Goal: To categorize the species of an Iris flower based on the dimensions of its parts, with a binary classification comprising two classes: virginica and non-virginica.
# Import the necessary libraries
import numpy as np
import pandas as pd
import seaborn as sns
import matplotlib.pyplot as plt
import plotly.graph_objects as go
from sklearn.datasets import load_iris
from sklearn.model_selection import train_test_split
from sklearn.linear_model import LogisticRegression
from sklearn.metrics import accuracy_score
from plotly.subplots import make_subplots
import plotly.graph_objs as go
import plotly.offline as poff
poff.init_notebook_mode()
# Load the Iris dataset
iris = load_iris()
data = iris.data
target = iris.target
The original dataset consists of 3 classes, with the target values: 0 = setosa, 1 = versicolor, and 2 = virginica. We are reorganizing the dataset into 2 classes: Virginica will be designated as class 1, and the Non-Virginica classes will be designated as class 0.
# Redefine the target class: 0 for non-virginica, 1 for virginica
target_bin = np.where(target == 2, 1, 0)
# Convert DataFrame for visualization
iris_df = pd.DataFrame(data, columns=iris.feature_names)
# Add species class
iris_df['Class'] = target_bin
# Descriptive statistics
class_descr = iris_df.groupby('Class').describe()

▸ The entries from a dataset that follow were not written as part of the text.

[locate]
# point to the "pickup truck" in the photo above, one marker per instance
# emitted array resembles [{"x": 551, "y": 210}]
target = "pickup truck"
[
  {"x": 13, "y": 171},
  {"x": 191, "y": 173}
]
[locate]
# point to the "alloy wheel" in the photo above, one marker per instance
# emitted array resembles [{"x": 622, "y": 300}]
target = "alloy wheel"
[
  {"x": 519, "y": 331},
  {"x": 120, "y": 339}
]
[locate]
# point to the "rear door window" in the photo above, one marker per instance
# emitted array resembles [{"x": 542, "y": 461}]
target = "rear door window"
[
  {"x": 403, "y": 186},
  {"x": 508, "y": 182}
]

class_descr[['sepal length (cm)']]
| sepal length (cm) | ||||||||
|---|---|---|---|---|---|---|---|---|
| count | mean | std | min | 25% | 50% | 75% | max | |
| Class | ||||||||
| 0 | 100.0 | 5.471 | 0.641698 | 4.3 | 5.000 | 5.4 | 5.9 | 7.0 |
| 1 | 50.0 | 6.588 | 0.635880 | 4.9 | 6.225 | 6.5 | 6.9 | 7.9 |
class_descr[['sepal width (cm)']]
| sepal width (cm) | ||||||||
|---|---|---|---|---|---|---|---|---|
| count | mean | std | min | 25% | 50% | 75% | max | |
| Class | ||||||||
| 0 | 100.0 | 3.099 | 0.478739 | 2.0 | 2.8 | 3.05 | 3.400 | 4.4 |
| 1 | 50.0 | 2.974 | 0.322497 | 2.2 | 2.8 | 3.00 | 3.175 | 3.8 |
class_descr[['petal length (cm)']]
| petal length (cm) | ||||||||
|---|---|---|---|---|---|---|---|---|
| count | mean | std | min | 25% | 50% | 75% | max | |
| Class | ||||||||
| 0 | 100.0 | 2.861 | 1.449549 | 1.0 | 1.5 | 2.45 | 4.325 | 5.1 |
| 1 | 50.0 | 5.552 | 0.551895 | 4.5 | 5.1 | 5.55 | 5.875 | 6.9 |
class_descr[['petal width (cm)']]
| petal width (cm) | ||||||||
|---|---|---|---|---|---|---|---|---|
| count | mean | std | min | 25% | 50% | 75% | max | |
| Class | ||||||||
| 0 | 100.0 | 0.786 | 0.565153 | 0.1 | 0.2 | 0.8 | 1.3 | 1.8 |
| 1 | 50.0 | 2.026 | 0.274650 | 1.4 | 1.8 | 2.0 | 2.3 | 2.5 |
Based on the descriptions, it appears that the Virginica class flowers generally exhibit higher sepal length but lower sepal width compared to the Non-Virginica class flowers. However, when considering the petals, the Virginica class flowers tend to have both greater mean length and width than the Non-Virginica class flowers.Next, we create histograms for each feature
# Histograms for each feature
for feature in iris.feature_names:
sns.histplot(data=iris_df, x=feature, hue='Class', kde=True)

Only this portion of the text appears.